Dale Carnegie, a prestigious US based university, is exploring the idea of setting up an IT finishing school in Karnataka, according to a senior state government official. The finishing school aims to provide engineering graduates with specialised training in order to make them ready for the IT industry.

Dale Carnegie is the latest to consider establishing such an institute in the state, after the Dayananda Sagar Institutions and the Mysore-based Raman Institute of Information Technology decided to establish IT finishing schools in Bangalore and Mysore respectively.

Sources said Dale Carnegie had identified 35 acres of land in Bidadi to establish the finishing school, which aims at training 10,000 engineering graduates a year.

According to Karnataka IT & BT Secretary M N Vidyashankar, there would be a demand of 110,000 IT graduates in the state alone in 2007-08. He added that there would be a huge gap between the demand and supply for skilled personnel in the IT sector in the country. "On an average, 30 per cent of IT professionals are being recruited in Karnataka alone," he said.

In order to address the gap, Karnataka has taken the lead by setting up India's first IT finishing school at Mysore, to be run by RIIT. Entailing an investment of Rs 11.4 crore, the schools aims to train 5,000 students in the first year of operation. The school will be inaugurated on June 6, said Vidyashankar.

The Karnataka Udyoga Mitra has provided five acres of land in Mysore's industrial area to develop the school.

The second IT finishing school, proposed by Dayananda Sagar Institutions, aims to train 10,000 students and will be located in Bangalore.

"The finishing schools aim to train students from the tier-II and tier-III institutions who aspire for IT jobs and don't get it.
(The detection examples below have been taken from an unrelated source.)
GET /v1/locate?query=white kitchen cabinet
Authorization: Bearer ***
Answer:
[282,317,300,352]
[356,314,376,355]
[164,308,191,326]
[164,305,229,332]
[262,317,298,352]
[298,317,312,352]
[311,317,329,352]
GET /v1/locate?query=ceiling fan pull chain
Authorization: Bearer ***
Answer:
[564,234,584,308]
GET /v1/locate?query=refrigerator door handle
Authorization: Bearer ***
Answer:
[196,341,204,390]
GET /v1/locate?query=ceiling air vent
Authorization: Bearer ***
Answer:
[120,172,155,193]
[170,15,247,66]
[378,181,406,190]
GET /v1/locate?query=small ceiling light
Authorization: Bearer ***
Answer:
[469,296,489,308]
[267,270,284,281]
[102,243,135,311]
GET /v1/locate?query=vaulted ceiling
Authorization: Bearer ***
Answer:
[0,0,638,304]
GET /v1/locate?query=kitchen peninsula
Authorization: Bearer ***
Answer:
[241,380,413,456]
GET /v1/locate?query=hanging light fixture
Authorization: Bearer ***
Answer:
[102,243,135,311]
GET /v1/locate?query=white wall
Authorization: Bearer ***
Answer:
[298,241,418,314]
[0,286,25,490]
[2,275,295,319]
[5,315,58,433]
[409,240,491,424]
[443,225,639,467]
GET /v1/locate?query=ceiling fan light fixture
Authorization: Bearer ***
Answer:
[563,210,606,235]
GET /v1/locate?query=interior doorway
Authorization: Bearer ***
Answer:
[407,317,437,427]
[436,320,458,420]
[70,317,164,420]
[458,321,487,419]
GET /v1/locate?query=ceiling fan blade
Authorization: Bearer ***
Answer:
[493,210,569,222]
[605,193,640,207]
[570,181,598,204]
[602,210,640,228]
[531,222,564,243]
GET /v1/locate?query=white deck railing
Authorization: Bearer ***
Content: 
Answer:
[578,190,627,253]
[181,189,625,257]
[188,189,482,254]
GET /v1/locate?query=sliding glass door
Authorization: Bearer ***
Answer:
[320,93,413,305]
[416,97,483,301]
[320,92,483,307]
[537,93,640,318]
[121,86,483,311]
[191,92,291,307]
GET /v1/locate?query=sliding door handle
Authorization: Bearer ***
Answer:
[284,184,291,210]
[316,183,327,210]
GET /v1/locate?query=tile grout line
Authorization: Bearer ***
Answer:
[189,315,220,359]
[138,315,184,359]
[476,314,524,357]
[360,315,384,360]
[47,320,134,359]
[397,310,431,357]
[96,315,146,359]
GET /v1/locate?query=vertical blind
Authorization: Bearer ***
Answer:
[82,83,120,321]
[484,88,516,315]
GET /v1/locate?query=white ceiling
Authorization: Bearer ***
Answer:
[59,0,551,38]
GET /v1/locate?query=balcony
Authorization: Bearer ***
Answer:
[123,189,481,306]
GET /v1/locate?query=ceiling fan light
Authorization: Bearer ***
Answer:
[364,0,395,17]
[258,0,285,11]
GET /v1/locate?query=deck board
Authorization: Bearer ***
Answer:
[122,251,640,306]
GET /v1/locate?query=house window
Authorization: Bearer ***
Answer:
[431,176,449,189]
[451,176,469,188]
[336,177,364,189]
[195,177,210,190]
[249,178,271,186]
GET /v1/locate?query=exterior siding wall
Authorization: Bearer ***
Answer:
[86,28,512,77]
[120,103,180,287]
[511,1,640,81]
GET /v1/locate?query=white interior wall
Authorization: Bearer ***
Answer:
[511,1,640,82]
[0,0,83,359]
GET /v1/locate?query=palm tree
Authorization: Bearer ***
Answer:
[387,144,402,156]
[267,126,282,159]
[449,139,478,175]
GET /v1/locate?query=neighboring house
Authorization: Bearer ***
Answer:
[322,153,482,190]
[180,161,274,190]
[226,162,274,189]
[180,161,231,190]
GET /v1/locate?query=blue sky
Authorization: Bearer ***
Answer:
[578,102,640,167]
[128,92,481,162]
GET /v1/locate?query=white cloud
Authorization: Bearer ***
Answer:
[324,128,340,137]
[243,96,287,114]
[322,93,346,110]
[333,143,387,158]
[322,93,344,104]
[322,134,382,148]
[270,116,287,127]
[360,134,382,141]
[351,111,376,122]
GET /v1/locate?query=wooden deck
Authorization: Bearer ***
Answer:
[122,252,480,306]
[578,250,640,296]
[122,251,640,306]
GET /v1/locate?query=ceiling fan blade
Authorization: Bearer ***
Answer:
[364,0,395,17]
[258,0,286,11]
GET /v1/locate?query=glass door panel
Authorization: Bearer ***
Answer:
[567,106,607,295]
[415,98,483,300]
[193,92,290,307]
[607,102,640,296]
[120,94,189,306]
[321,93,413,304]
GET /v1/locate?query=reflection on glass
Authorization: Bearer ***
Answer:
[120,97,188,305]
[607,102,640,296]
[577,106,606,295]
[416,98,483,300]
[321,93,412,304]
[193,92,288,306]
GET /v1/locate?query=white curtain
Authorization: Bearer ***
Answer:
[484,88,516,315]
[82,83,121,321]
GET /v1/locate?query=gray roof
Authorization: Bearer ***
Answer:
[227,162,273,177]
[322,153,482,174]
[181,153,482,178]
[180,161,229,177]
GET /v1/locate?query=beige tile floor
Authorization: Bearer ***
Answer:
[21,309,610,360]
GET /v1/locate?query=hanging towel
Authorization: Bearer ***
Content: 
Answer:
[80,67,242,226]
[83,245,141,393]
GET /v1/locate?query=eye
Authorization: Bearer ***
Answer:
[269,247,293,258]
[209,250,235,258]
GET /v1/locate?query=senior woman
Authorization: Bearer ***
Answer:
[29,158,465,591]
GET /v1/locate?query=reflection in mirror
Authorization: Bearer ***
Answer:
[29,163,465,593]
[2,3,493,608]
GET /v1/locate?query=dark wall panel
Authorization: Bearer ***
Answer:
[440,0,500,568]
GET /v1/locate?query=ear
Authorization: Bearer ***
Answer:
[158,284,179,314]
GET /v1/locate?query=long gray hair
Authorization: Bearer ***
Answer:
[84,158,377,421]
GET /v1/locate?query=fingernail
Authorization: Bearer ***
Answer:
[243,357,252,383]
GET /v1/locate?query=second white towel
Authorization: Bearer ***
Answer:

The government is playing the role of a facilitator by providing them proper training in partnership with the industry. The institutes will provide 100 per cent job guarantee to the students," Vidyashankar added.

The fee at these schools has been pegged at Rs 75,000. Syndicate Bank has announced a 100 per cent loan for students from Karnataka towards payment of their course fee; repayment can be done over a period of five years.

Bangalore alone has 40 engineering and affiliated institutions which churn out 47,000 engineering and non-engineering students every year.